Nights above 70 degrees — as recent nights have been — made up just one in five nights in the mid-century period. In recent decades, almost half of nights were that stifling.

Such increases track well with global-warming trends and may be related to the presence of more water vapor in the air. Warmer air can hold more moisture.

When will it break?

Meteorologists say that is a great question.

This hot spell has come with a few surprises, and it appears that the computer models have been missing some subtle features. Temperatures the last three days barely made it to 90, at least a few degrees below what had been forecast.

Also, the air has been a tad more comfortable than expected, for reasons that aren’t entirely clear, said Dave Dombek a senior meteorologist with AccuWeather.

However, that is forecast to change as the warm air will be driven by winds from the south around high pressure off the Atlantic coast that is going to be moist enough to mess with our natural cooling systems. We count on the evaporation of sweat to give off a cooling effect on our skin. Sweat can’t evaporate when the air is full of vapor.

And breaks in the heat have been wanting in recent Philly summers. Day-to-day temperature variability is down, meaning the warmer spells have fewer cool interludes in between.

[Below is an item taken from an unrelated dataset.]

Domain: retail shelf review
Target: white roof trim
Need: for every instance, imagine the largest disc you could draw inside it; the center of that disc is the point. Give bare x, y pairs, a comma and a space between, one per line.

In the last 30 years, the temperatures from day to day, on average, have varied by 4 degrees — compared with 4.8 degrees at the beginning of the last century.

A wild card during the weekend is the threat of showers Saturday and Sunday, and cloud cover could shave a few degrees off the temperatures, he said. A cool front could bring relief come Tuesday, and even if it makes a run at 90 that day, the air should be drier, and, said Dombek, “it’s just going to be more bearable, regardless of where the temperatures settle.”

Staff writer Aseem Shukla contributed to this article.